Shifts are occurring within other red states that are attracting outside investment, which may turn voters against the status quo.
It wouldn’t be the first time, says Matt Welch, editor-at-large of the libertarian-leaning Reason magazine. Growing up in Long Beach, California, Welch remembers how Golden Staters fled during the “shit show of riots and fires and earthquakes” in the ’90s and settled throughout the mountain West states, in places such as Nevada, Arizona and Oregon. They brought with them a politics that was “a lot less conservative,” Welch notes. Young workers in fields like technology or entertainment might not be perfect Democrats today, but most reject any semblance of bigotry, a perceived fault of the right, which has staked its platform on anti-immigration sentiment and candidates. “They are particularly allergic to people who give that off,” Welch says.
Shifts are occurring within other red states that are attracting outside investment, which may turn voters against the status quo. Georgia has cozied up with the film industry, attracting $1.7 billion and 248 projects in 2015. While that workforce of a couple thousand makes up only a small portion of total voters, it speaks to a larger trend of industry-friendly policies that led the Peach State to be named “Best State to Do Business” for the last three years by Site Selection magazine, an economic development publication. Yet Georgia’s House Minority Leader Stacey Abrams tells OZY that her state could become “a Democratic haven,” and with good reason. Political scientists say even this red clay could be in play by 2020, although most emphasize that it’s not an increase in liberal job seekers but in Black and Latino voters that remains the biggest driver of change.

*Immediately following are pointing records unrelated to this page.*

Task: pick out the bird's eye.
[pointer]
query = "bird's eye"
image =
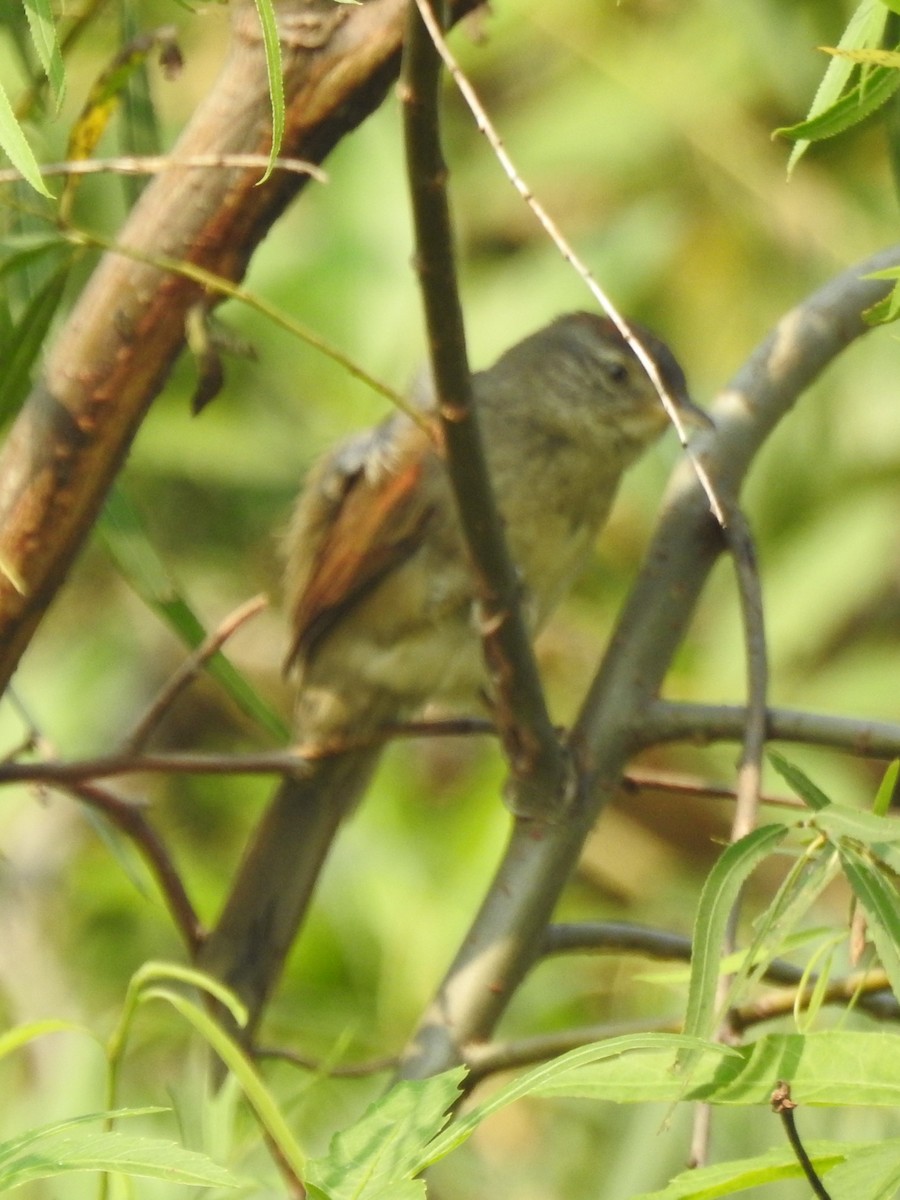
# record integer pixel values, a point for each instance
(618, 372)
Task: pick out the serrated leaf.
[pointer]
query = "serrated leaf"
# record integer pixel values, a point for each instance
(852, 108)
(384, 1149)
(798, 781)
(16, 148)
(67, 1150)
(720, 892)
(829, 1068)
(864, 28)
(556, 1075)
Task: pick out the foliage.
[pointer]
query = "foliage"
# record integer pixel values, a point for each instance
(646, 129)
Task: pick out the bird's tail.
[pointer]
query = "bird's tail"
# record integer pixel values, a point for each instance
(265, 907)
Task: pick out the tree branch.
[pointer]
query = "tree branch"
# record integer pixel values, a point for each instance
(115, 351)
(505, 936)
(538, 763)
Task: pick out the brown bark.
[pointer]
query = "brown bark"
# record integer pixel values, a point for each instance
(118, 346)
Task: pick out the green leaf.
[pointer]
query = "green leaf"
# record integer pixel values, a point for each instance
(130, 546)
(864, 28)
(720, 892)
(271, 43)
(65, 1147)
(43, 35)
(879, 899)
(383, 1151)
(557, 1077)
(883, 797)
(22, 1035)
(16, 148)
(871, 57)
(798, 781)
(259, 1098)
(829, 1068)
(726, 1179)
(851, 109)
(871, 1171)
(19, 353)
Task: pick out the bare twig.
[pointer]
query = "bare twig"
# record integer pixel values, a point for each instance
(784, 1105)
(187, 672)
(678, 784)
(499, 947)
(154, 165)
(322, 1067)
(130, 820)
(538, 763)
(115, 349)
(550, 227)
(677, 721)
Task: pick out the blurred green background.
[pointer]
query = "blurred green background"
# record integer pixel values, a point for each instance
(646, 130)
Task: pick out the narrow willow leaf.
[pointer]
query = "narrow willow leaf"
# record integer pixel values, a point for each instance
(19, 354)
(46, 42)
(885, 796)
(258, 1096)
(799, 781)
(727, 1179)
(833, 1068)
(65, 1151)
(717, 899)
(271, 43)
(16, 148)
(879, 899)
(131, 550)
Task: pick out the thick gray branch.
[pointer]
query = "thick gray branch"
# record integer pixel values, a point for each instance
(508, 931)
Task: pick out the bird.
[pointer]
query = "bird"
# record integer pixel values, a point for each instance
(381, 594)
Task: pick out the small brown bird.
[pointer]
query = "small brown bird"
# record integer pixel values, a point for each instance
(382, 597)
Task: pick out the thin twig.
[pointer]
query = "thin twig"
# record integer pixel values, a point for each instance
(321, 1067)
(784, 1105)
(665, 720)
(744, 819)
(187, 672)
(499, 947)
(486, 127)
(154, 165)
(130, 820)
(678, 784)
(539, 766)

"Hollywood of the South" pic.twitter.com/kNui9odBjv
— Everything Georgia (@GAFollowers) April 25, 2015
A similar story could be told of Virginia, which is also seeing a demographic shift favorable to Democrats, as well as a job boom. Virginia has a Democratic governor but a statehouse that’s been Republican since 2000, and with those policies, it’s seen faster economic growth than the national average through March of this year. “Technologically proficient workers are in strikingly high demand,” wrote The Washington Post’s Aaron Gregg at the time. Here, too, economic success hasn’t translated to Republican wins. Before Obama, the last Democrat to win Virginia twice was Franklin Delano Roosevelt in 1944, but Virginia projects to remain narrowly blue again this election.

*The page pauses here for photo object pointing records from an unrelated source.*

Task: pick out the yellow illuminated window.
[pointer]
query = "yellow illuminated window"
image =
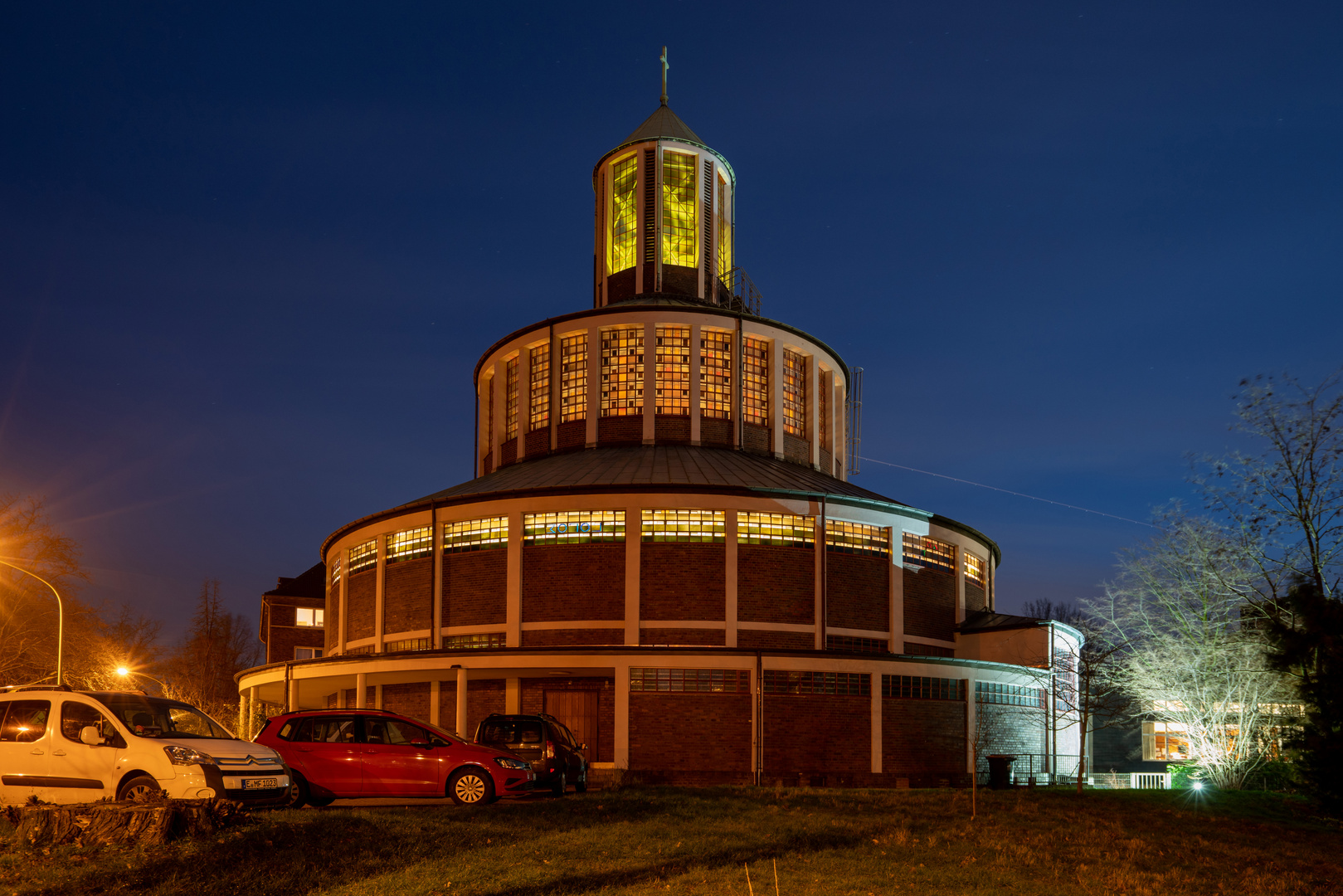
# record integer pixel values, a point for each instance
(781, 529)
(794, 394)
(755, 381)
(511, 398)
(679, 210)
(930, 553)
(622, 371)
(574, 377)
(856, 538)
(540, 406)
(574, 527)
(716, 373)
(625, 176)
(363, 557)
(684, 525)
(410, 544)
(475, 535)
(672, 394)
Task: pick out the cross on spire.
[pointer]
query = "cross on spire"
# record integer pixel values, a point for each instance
(665, 66)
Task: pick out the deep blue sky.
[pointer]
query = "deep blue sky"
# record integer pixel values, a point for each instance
(249, 257)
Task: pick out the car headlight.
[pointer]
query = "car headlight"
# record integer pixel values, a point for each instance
(188, 757)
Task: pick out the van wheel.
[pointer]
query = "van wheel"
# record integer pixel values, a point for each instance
(470, 787)
(140, 789)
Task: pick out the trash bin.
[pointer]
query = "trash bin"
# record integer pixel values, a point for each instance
(1000, 772)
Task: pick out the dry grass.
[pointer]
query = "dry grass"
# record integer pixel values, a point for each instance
(698, 841)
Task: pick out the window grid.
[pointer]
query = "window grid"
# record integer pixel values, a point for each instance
(672, 383)
(778, 529)
(625, 180)
(511, 398)
(716, 373)
(540, 387)
(574, 527)
(475, 535)
(794, 394)
(856, 538)
(820, 683)
(704, 527)
(574, 377)
(679, 210)
(363, 557)
(410, 544)
(475, 641)
(856, 645)
(622, 371)
(755, 381)
(922, 688)
(1009, 694)
(690, 680)
(924, 551)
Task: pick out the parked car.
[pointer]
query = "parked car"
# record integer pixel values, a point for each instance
(372, 752)
(67, 746)
(555, 754)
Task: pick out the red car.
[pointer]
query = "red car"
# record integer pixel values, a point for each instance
(371, 752)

Incentive-laden economic packages and business appeal are hardly the sole domain of conservatives — in a recent survey, half of small business owners called themselves Republican, while 21 percent reported as Democrat and another 19 percent as Independent. In North Carolina, particularly, state Democrats argue that it was their foresight on funding public education and universities that’s led to its modern renaissance. Voters could have a number of unrelated reasons for rejecting the party and its nominee, argues Dave Miranda, communications director for the North Carolina Democratic Party. “People who value jobs, economic growth and having a president who isn’t a racist, sexist, failed businessman like Donald Trump tend to lean Democrat,” he says. (The Trump campaign has rejected the racist label previously but didn’t respond for comment.) “That includes a lot of young working professionals, yes.”